Overview of CDS 2 Powered by Apache Spark
Apache Spark is a general framework for distributed computing that offers high performance for both batch and interactive processing. It exposes APIs for Java, Python, and Scala.
CDS 2 Powered by Apache Spark consists of Spark core and several related projects:
- Spark SQL
- Module for working with structured data. Allows you to seamlessly mix SQL queries with Spark programs.
- Spark Streaming
- API that allows you to build scalable fault-tolerant streaming applications.
- MLlib
- API that implements common machine learning algorithms.
Cloudera distributes these versions of Apache Spark: 1.6, 2.0, 2.1, and 2.2.
Spark 1.6 is distributed as part of Cloudera Enterprise 5.7.x and higher. The latest documentation is available at Cloudera Enterprise documentation.
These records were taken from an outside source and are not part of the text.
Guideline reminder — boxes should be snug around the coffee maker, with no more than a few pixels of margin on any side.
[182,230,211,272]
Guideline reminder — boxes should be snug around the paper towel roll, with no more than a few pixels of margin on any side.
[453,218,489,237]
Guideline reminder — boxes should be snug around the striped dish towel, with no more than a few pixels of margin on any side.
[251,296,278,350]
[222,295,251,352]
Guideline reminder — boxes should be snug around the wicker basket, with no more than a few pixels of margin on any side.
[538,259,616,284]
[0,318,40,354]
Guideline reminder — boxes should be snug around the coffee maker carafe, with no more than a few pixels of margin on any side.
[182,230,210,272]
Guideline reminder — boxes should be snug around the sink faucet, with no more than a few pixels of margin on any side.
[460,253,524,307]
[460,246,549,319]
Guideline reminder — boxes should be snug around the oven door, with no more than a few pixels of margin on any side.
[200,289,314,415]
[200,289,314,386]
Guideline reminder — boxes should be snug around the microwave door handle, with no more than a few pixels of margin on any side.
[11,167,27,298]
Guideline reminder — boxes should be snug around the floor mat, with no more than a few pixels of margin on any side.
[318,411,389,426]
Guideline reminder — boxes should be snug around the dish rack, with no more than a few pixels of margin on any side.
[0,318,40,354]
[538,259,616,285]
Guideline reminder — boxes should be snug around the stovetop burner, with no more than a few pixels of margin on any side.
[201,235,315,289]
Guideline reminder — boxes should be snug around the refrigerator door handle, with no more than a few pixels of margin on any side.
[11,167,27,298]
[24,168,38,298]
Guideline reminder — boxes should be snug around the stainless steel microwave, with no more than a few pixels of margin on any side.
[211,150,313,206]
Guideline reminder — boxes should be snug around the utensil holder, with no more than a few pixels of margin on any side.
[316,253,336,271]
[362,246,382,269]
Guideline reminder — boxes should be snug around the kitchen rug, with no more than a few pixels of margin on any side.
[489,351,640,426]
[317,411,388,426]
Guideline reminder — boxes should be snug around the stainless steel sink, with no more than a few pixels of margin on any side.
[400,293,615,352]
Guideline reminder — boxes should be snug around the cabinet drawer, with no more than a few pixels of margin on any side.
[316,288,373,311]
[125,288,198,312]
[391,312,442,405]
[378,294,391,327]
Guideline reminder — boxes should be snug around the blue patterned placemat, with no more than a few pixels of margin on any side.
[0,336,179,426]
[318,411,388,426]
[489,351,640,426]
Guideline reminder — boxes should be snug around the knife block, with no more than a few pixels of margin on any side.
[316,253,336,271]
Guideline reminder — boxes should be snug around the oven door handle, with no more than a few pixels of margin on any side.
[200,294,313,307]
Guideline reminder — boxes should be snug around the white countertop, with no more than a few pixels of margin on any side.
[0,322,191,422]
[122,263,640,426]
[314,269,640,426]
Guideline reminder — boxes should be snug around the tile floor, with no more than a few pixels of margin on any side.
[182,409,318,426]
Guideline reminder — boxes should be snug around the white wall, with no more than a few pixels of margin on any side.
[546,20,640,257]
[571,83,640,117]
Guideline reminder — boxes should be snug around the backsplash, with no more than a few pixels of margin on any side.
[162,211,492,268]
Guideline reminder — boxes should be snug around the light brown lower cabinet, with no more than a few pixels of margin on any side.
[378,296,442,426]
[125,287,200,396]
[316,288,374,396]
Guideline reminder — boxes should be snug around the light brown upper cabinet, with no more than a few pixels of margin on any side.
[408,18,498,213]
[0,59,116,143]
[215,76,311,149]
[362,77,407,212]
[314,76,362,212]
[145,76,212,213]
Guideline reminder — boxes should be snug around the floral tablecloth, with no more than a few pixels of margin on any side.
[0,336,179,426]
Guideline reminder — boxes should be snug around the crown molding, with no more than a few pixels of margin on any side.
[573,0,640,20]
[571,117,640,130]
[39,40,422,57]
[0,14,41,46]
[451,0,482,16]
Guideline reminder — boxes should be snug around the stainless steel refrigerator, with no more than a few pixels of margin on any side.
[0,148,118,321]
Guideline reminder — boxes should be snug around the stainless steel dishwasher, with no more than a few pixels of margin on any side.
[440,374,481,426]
This documentation describes the separately released CDS 2.2 powered by Apache Spark. Spark 2 is shipped separately for ease of use and convenience of consumption. It enables customers to install and upgrade Spark 2 without going through a full upgrade of the CDH cluster.
A Spark 1.6 service can coexist with a Spark 2 service. The configurations of the two services do not conflict and both services use the same YARN service. The port of the Spark History Server is 18088 for Spark 1.6 and 18089 for Spark 2.
Unsupported Features
Consult CDS Powered by Apache Spark Known Issues for a comprehensive list of features that are not supported with CDS 2.